I don’t think I’ve ever felt this connected with a character in a television show before. Maybe it’s just the woman in me, but there are plenty of scenes where Camille ends up confronting raw and fragile emotion, and the quick jarring scenes of her memories slotted in with present-time always give me a little bit of anxiety, and that anxiety ends up woven in the story’s narrative. Words carved into Camille’s body often appear in various scenes.


Those words were effective in the novel, but it takes a careful eye to spot them all on the screen. As a viewer you find yourself searching for them, searching for little meaning. Other images become important as the series builds. Women in white dresses. Spiders. Roller skates. Bondage porn. They all start to bleed into the narrative. We all see what Camille sees. We live in her head.

Camille sees "The woman in white" at the park in Sharp Objects. (HBO)

I find the visuals exciting because it’s the sort of storytelling that can’t be done to quite the same effect in literature, and it’s something that’s truly stunning about storytelling onscreen.

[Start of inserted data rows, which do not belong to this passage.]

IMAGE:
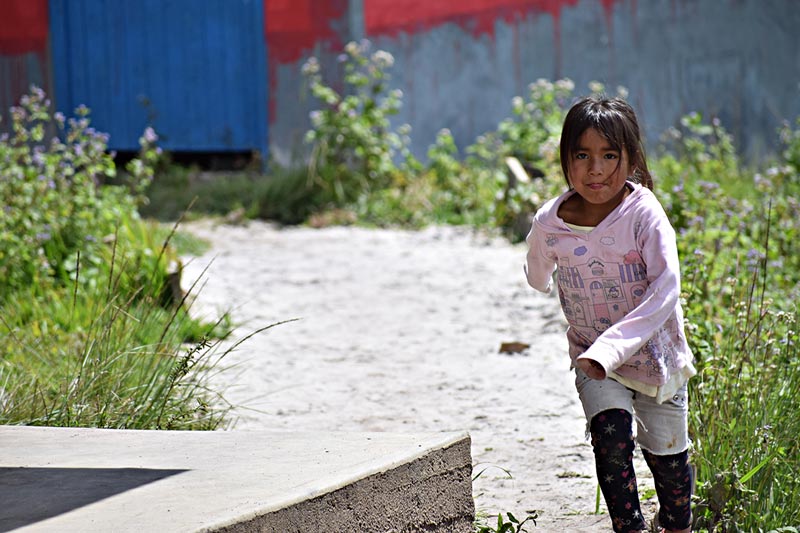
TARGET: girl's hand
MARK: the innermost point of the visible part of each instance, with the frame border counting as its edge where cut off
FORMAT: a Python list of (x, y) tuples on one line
[(593, 369)]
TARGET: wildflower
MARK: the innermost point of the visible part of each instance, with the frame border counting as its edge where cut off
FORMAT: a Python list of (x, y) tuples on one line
[(383, 59), (565, 84), (351, 48), (149, 135), (311, 66)]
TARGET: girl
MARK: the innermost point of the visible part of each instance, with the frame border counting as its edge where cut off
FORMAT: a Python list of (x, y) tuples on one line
[(619, 283)]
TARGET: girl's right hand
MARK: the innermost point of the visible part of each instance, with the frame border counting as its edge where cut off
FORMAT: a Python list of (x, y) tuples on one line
[(591, 368)]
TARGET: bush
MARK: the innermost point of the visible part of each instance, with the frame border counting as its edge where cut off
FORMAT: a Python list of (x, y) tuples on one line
[(92, 325), (54, 206)]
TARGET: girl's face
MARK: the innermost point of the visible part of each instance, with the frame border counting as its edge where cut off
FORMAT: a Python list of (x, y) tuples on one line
[(598, 172)]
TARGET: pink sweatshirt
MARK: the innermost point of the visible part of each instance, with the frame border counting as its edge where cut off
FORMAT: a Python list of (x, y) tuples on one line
[(619, 286)]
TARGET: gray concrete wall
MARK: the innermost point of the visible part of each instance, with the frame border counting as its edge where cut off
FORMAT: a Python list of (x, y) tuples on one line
[(738, 60)]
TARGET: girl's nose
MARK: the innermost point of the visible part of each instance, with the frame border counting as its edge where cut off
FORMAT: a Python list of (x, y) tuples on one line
[(595, 166)]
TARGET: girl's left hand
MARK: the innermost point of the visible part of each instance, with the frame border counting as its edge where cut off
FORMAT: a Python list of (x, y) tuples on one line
[(593, 369)]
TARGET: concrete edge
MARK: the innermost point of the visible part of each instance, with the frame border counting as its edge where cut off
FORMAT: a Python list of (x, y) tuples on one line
[(445, 441)]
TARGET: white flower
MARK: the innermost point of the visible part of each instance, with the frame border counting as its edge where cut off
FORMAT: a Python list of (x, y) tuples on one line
[(383, 59)]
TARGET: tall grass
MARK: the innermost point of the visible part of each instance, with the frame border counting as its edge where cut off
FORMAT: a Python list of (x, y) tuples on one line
[(95, 329)]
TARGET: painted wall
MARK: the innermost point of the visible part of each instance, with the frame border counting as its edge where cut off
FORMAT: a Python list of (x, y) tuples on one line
[(24, 50), (460, 63)]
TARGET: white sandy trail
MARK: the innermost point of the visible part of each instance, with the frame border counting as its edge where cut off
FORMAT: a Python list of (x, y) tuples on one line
[(399, 331)]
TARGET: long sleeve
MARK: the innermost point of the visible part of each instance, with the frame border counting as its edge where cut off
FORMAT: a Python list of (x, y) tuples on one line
[(629, 334)]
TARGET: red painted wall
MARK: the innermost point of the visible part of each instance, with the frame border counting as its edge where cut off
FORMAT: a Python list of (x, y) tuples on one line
[(23, 27), (382, 17), (293, 26)]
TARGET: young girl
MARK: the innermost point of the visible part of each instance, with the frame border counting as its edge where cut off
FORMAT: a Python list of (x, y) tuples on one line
[(619, 284)]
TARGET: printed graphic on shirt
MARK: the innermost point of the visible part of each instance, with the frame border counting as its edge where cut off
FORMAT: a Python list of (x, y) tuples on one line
[(597, 293)]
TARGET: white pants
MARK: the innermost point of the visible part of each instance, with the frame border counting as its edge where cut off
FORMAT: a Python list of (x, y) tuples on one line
[(661, 428)]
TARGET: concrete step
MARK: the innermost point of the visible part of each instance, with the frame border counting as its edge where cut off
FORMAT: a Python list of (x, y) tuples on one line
[(86, 480)]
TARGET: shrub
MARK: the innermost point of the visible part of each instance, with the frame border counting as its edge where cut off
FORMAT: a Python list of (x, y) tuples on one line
[(54, 207)]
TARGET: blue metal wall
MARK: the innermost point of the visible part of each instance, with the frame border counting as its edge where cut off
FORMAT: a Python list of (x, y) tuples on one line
[(195, 71)]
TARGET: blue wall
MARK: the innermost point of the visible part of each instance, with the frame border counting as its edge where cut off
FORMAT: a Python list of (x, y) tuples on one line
[(738, 60), (195, 71)]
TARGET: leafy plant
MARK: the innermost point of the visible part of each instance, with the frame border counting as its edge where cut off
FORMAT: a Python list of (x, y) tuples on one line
[(512, 525), (53, 204), (353, 143)]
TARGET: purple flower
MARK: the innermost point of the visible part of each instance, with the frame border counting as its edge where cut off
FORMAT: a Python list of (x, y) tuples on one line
[(149, 135)]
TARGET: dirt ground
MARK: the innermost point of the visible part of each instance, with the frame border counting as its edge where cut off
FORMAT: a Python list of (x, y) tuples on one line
[(400, 331)]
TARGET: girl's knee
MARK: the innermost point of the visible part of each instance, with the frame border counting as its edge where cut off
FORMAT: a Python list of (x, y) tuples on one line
[(673, 478), (611, 426)]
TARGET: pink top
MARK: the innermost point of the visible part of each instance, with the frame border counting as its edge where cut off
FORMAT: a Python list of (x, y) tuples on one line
[(619, 286)]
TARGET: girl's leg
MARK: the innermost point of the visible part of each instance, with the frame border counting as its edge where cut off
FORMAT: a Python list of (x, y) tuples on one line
[(612, 441), (673, 478)]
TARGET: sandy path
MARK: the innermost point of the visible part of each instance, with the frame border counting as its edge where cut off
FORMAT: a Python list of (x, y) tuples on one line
[(400, 332)]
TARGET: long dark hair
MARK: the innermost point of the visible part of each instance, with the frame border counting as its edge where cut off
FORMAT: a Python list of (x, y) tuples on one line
[(615, 119)]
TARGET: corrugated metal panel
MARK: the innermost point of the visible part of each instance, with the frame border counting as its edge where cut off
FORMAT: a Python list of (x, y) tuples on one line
[(194, 70), (24, 58)]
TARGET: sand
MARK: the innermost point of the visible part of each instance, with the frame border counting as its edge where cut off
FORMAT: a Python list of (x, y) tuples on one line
[(400, 331)]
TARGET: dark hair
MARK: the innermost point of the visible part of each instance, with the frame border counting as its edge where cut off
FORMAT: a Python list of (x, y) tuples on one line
[(615, 120)]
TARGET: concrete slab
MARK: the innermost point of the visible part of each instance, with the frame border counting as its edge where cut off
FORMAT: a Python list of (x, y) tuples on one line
[(64, 479)]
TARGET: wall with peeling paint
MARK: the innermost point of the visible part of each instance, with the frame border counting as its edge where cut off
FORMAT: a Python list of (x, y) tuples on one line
[(460, 63), (24, 52)]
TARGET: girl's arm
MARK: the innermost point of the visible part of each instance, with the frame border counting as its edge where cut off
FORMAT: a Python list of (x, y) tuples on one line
[(624, 338), (538, 268)]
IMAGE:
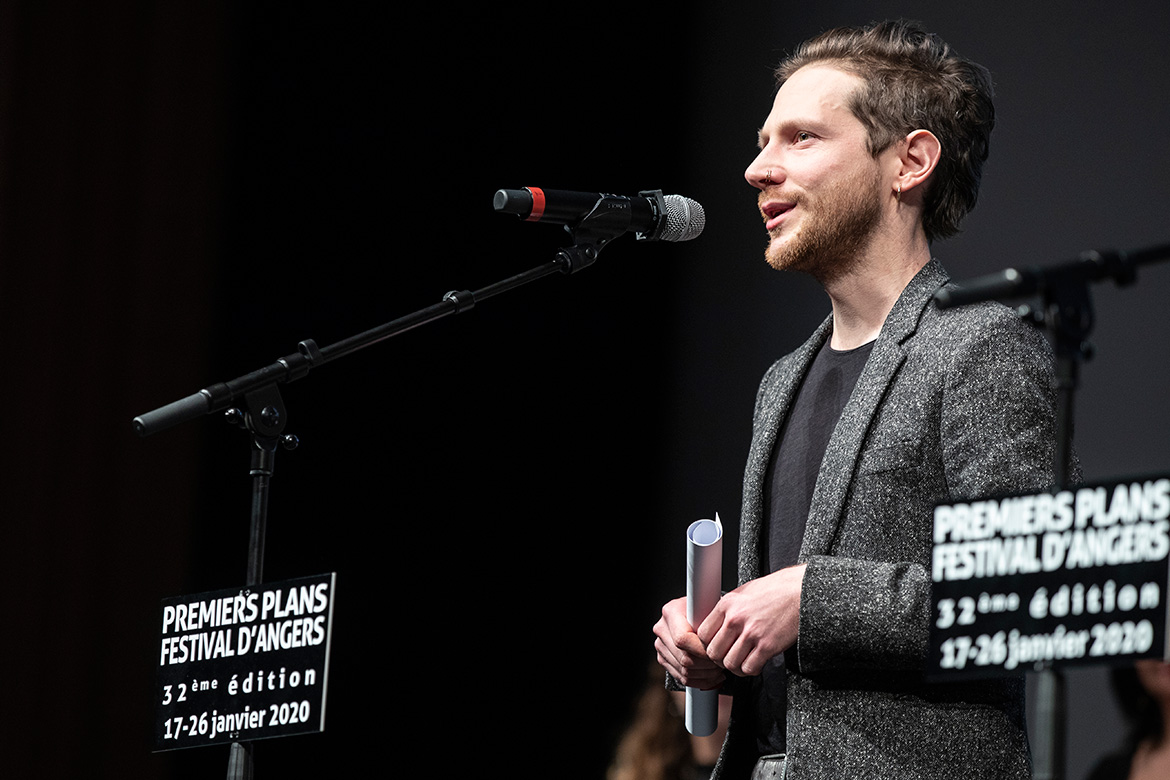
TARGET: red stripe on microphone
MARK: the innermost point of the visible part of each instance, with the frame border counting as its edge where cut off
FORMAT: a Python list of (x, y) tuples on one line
[(537, 205)]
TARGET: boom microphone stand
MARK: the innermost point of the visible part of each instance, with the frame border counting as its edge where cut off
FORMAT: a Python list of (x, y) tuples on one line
[(265, 416)]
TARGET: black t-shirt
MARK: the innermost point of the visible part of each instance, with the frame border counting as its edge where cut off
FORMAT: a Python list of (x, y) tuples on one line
[(789, 487)]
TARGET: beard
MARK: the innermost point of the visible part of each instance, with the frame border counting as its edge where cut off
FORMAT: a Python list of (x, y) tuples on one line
[(838, 226)]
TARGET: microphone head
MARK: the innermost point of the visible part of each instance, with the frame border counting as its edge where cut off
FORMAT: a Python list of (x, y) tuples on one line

While Sharp Objects doesn’t have a large selection of very memorable sets, Adora Preaker’s house definitely hits the top. Although we don’t see much more than a few bedrooms and the front hallway and that gorgeous AF veranda, Adora’s house is definitely one that holds a bit of lore. Even seeing the window fans in Adora’s room make me feel the tension that exists in the household. It’s simply stunning, and honestly, I almost went out and bought the series tie-in book just for that green hallway wallpaper. It’s that pretty.

I like the repetitive shots of the train cars and town murals that convey the Wind Gap’s old ways and refusal to progress from them. Not to mention, the Calhoun Day episode is wonderfully elegant with lace parasols and a wonderful blend of old and new Americana. It’s been the most visually delightful episode to watch thus far, and I am losing it over that Temperley London dress that Adora wore. I’ve also gotta tip a hat at Elizabeth Perkin’s character, Jackie, who gets some pretty killer outfits too.


I’ve never seen a show that uses music in quite the same way that Sharp Objects does. Most of it plays when Camille is listening to a phone that once belonged to roommate at the psychiatric hospital she checked into before the events of the series. Said roommate, Alice, used music as a form of escape. Camille eventually adopts the same method when she takes the phone to Wind Gap, but the music isn’t so much of an escape as is wanderlust into the dark landscape that Camille must trek through.

Amma's friends rollerskate at night in Sharp Objects. (HBO)


To be honest, even for a “psychological thriller” not much actually happens in Sharp Objects. Both in the show and in the book. This is something that I really appreciate, especially when CGI-heavy superhero movies are all that ever seem to get any attention these days. The true success of shows like Sharp Objects (and True Detective and Better Call Saul, for that matter), isn’t so much the events, but how the events affect the characters.

Should Sharp Objects have more digging, more murders, more gore? Probably, but I don’t really care when you get a scene like the one where Adora tells Camille that she never loved her. You don’t need CGI with that. You just need a great story and great actors. Let the heartbreak ensue.

Sharp Objects the book or Sharp Objects the series?

An often-asked question about book-adaptations is whether to read the book or watch the movie (or in this case, series) first. The book will always be a more enriching, immersive experience, and this case is no different. However, with Sharp Objects, I’d say that the book will definitely aid any viewer. This is the first time I’ve ever felt that both forms go hand in hand. Some of the visuals can be confusing for non-readers. Reading the book before watching is like having the guide to find all the Easter Eggs.

And for that matter, ALWAYS read the book first. It’s always better to imagine your own literary world before you buy a book with the actors on the cover and the world already built for you.

What about you?

Are you watching Sharp Objects? Have you read the book? Are you enjoying the ride so far? Do you love the visuals or do you LOVE the visuals? Is detective Richard as sexy as you pictured in the book?